This post originally appeared on my personal blog at mm218.dev.
Do the following in a shell you've already auth'd into sudo on:
sudo apt update sudo apt upgrade wget -qO- https://repos.influxdata.com/influxdb.key | sudo apt-key add - # change "buster" as appropriate for your distro echo "deb https://repos.influxdata.com/debian buster stable" | sudo tee /etc/apt/sources.list.d/influxdb.list sudo apt update sudo apt install influxdb sudo systemctl unmask influxdb sudo systemctl enable influxdb sudo systemctl start influxdb # you can find the current telegraf release here: https://portal.influxdata.com/downloads/ wget https://dl.influxdata.com/telegraf/releases/telegraf-1.14.2_linux_armhf.tar.gz tar xf telegraf-1.14.2_linux_armhf.tar.gz sudo systemctl enable --now telegraf rm telegraf-1.14.2_linux_armhf.tar.gz sudo apt-get install -y adduser libfontconfig1 # you can find the current grafana release here: https://grafana.com/grafana/download wget https://dl.grafana.com/oss/release/grafana_6.7.3_armhf.deb sudo dpkg -i grafana_6.7.3_armhf.deb sudo systemctl enable --now grafana-server rm grafana_6.7.3_armhf.deb
This should cause all three services to start on system boot. You'll need to configure Telegraf to actually write to your local Influx instance at http://127.0.0.1:8086 (there's a sample config under the
Telegraf part of the post), then set up Grafana to read from Influx (at the same port) via the UI at localhost:3000.
I'm getting a little cabin-fevery as the 2020 quarantine moves into its third month. To try and defray some of the extra energy, I've been hacking on a Pi I set up with a Pi-hole and openvpn server about a month ago.
One of the cool things about the Pi-hole is that it gives you a little
at-a-glance view of how your machine is doing, including CPU load, memory utilization, and temperature. This window into system stats made me realize that my little box is packing heat:
I'm running a Pi 4, which is known for generating more heat than it can handle, so temperatures of ~60 C (the upper range of "safe") isn't too shocking -- but with summer coming and me planning to add some load to this machine in the near future, I wanted to set up monitoring to make sure my box wasn't going to melt on me. This also has the side benefit that I'll have a metrics system already in place for anything else I stand up on this machine.
Enter the TIG stack. TIG -- Telegraf, InfluxDB, and Grafana -- is a suite of open-source solutions for collecting, storing, and visualizing time-series data, like the sort you'll get from repeatedly measuring system temperature.

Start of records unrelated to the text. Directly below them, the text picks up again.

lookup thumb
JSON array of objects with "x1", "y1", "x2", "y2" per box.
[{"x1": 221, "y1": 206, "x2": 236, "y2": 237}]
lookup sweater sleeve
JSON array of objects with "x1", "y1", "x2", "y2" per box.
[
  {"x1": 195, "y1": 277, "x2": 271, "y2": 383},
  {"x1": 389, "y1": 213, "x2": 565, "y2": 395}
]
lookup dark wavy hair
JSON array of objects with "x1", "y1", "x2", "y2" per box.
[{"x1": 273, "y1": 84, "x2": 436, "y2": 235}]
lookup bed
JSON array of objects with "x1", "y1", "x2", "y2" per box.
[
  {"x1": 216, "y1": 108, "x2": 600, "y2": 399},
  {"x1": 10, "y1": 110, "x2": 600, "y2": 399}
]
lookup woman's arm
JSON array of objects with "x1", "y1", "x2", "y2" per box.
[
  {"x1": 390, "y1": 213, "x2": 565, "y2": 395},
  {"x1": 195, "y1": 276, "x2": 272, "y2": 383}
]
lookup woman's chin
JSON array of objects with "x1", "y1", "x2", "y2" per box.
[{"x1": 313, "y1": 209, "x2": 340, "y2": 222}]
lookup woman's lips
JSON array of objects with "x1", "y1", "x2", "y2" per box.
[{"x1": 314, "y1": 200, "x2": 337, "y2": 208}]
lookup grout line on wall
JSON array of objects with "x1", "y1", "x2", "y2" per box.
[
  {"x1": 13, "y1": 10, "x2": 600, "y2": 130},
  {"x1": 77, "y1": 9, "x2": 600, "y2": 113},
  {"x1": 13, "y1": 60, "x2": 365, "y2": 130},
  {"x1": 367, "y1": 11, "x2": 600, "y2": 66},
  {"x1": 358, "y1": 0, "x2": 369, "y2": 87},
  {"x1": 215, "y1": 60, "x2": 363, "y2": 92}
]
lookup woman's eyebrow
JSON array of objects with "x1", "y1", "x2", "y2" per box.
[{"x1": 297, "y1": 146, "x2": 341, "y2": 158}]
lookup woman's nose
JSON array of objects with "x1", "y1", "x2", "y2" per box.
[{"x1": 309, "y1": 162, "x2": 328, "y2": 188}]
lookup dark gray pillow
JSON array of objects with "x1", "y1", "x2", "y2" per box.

This tutorial will walk you through setting up each of these services separately. These steps were tested on a Raspberry Pi 4 running Raspbian Buster, so other configurations might require some tweaking.
All of the code here should be run in a terminal on your Raspberry Pi unless I specify it needs to go somewhere else. To make sure you're not going to run into dependency hell, it's a good idea to run
sudo apt update && sudo apt upgrade before installing any of the stack.
First up, we need to set up our InfluxDB instance. This database is where our Telegraf instance will send metrics and where Grafana will read from, so it makes sense to stand it up first!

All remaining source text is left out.